During this period, Armazi was governed by a hereditary pitiakhsh, whose rank approximated to that of viceroy or satrap, and was second in the official Iberian hierarchy after the king. The excavations of the hereditary necropolis of this dynasty yielded engraved gems bearing portraits of two of these viceroys, Asparukh (probably the contemporary of the Roman emperor Hadrian, 117-138 AD) and Zevakh (fl. 150 AD), a rare example of authentic, pre-Christian Georgian portraiture. Aramaic inscriptions from Armazi mention also the royal architect and the epitropos ("Lord Chamberlain").

Armazi played a central role in ancient Georgian cultural life and in the evolution of local epigraphy in Georgia, prior to the invention of the Georgian alphabet in the 5th century. Among a number of curious inscriptions found at Armazi, the most important is the bilingual Greco-Aramaic tombstone inscription commemorating the short-lived Serapita and her noble lineage. It contains an unusual, in its ductus and some of its forms, version of the Aramaic alphabet which came to be known as the "Armazi script" although it can also be found outside Armazi, in other parts of Georgia.

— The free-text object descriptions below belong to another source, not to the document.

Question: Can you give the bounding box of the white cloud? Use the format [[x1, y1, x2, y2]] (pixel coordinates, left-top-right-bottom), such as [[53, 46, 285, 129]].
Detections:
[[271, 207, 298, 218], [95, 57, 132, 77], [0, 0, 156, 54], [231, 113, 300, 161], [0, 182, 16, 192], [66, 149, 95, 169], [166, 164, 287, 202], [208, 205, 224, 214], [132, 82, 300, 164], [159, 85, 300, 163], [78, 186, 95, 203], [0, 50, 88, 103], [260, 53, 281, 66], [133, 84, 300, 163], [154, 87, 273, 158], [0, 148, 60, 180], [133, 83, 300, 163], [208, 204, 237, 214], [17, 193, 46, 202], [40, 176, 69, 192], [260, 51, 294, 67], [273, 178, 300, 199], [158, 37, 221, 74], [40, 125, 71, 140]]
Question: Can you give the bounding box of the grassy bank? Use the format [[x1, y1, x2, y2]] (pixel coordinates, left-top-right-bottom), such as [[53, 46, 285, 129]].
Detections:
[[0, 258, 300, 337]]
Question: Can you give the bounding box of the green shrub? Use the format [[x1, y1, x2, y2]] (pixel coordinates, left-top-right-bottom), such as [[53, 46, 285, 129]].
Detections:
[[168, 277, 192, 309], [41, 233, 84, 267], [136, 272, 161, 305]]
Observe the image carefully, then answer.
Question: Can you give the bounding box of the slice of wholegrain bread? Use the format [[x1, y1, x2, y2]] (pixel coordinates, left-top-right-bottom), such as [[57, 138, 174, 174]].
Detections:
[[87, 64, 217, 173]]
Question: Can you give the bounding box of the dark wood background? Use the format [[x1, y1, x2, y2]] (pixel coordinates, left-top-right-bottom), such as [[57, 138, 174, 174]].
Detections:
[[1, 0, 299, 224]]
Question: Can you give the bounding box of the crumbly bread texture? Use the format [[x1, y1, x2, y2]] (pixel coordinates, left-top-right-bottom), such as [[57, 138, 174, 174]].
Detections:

With the transfer of the Georgian capital to Tbilisi in the late 5th or early 6th century, Armazi went into a gradual decline. It still had its own high-ranking commandant, a post held in A.D. 545 by a certain Wistam. The city was finally destroyed and razed to the ground in 736 by the Arab commander Marwan ibn Muhammad (the future Umayyad Caliph Marwan II).

The city of Armazi has never been revived since then, but a Georgian Orthodox monastery of St. Nino was constructed there between 1150 and 1178. This is a six-apse hall church which, as well as its associated structures, is now largely in ruins and only some fragments of the 12th-century murals have survived.